Left to their biases, it’s always inflation. The only time it isn’t is when circumstances are too far gone in the other direction to ignore (and even then they resist; see: below). There have been a number of European statements to this effect, with those gaining more as deflationary fallout shows up in plainly obvious ways across financial markets.

This means the probability of seeing negative consequences in the real economy are becoming uncomfortably high. Therefore:

European Central Bank President Christine Lagarde said US tariffs may be more disinflationary than inflationary for Europe even as more time is needed to fully assess the situation.

“It is very unclear what the net impact will be,” she said at a Washington Post event. “Particularly if there is no countermeasures decided by Europe, I think the net inflation is uncertain at the moment, but probably it’s going to be disinflationary more than inflationary.”

The hedging by Lagade is entirely unnecessary, if expected; she is, after all, a central banker.

More importantly, there is also far more evidence for the economy worldwide being in a far more fragile state now versus any other time in the 2020s, apart from the pandemic and lockdowns.
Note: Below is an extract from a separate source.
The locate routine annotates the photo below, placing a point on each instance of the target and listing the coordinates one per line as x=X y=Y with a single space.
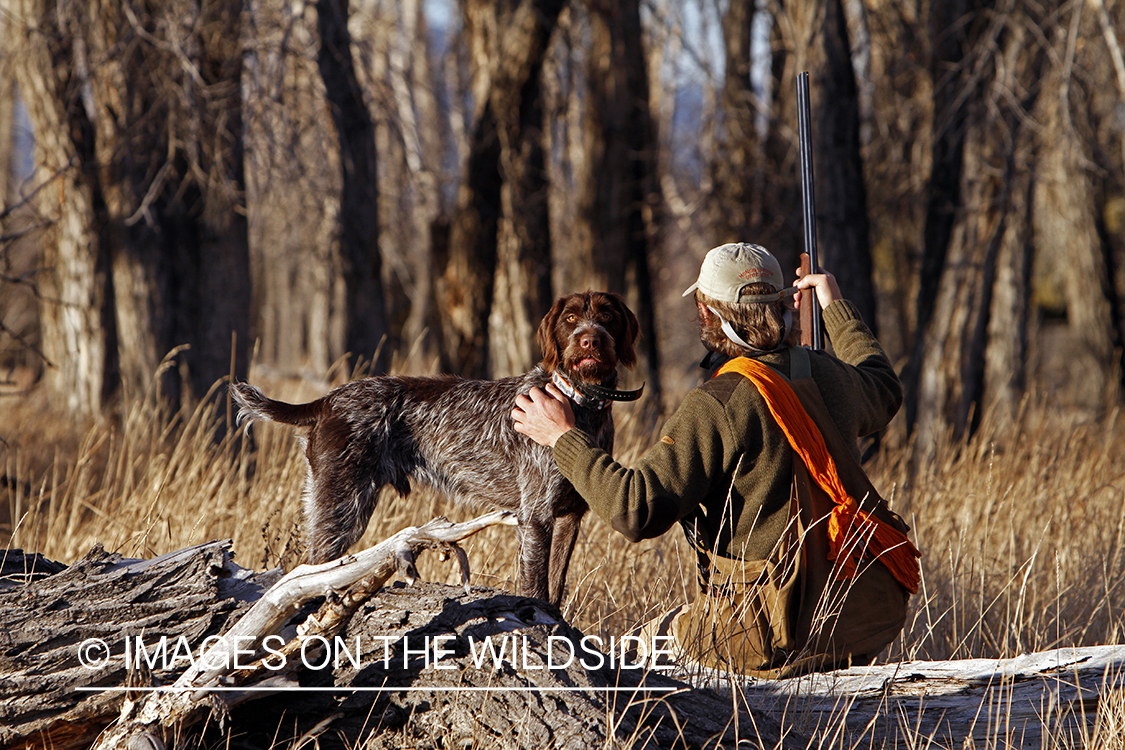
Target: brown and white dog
x=457 y=436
The latest data today from S&P Global underscores that point, starting with the loss of momentum emerging in the services economy.

From today’s Daily Briefing (which also includes the roundup of US PMIs, too):

The HCOB Eurozone Composite PMI declined to 50.1 in April 2025 from 50.9 in March, missing expectations and suggesting that private sector growth is on increasingly fragile ground. While this marked the fourth straight month above the 50 threshold, services slipped into contraction at 49.7, and manufacturing remained weak at 48.7. New orders fell for the 11th consecutive month, and business sentiment dropped to its lowest in over two years. Input and output price pressures eased slightly, but employment stagnated due to weak demand. Germany’s composite PMI slid to 50.2, with modest gains in manufacturing and continued contraction in services. In France, the composite index fell to 47.3, marking the eighth straight month of private sector decline, driven by weak demand and collapsing confidence.

By every single angle imaginable, from eurodollar system to market curves and positions, even to ECB officials not mention decades of monetary history, there is zero reason to expect an inflationary outcome from tariffs. There are deflationary signals in too many central places, those which form the very basis of the global interconnections to begin with.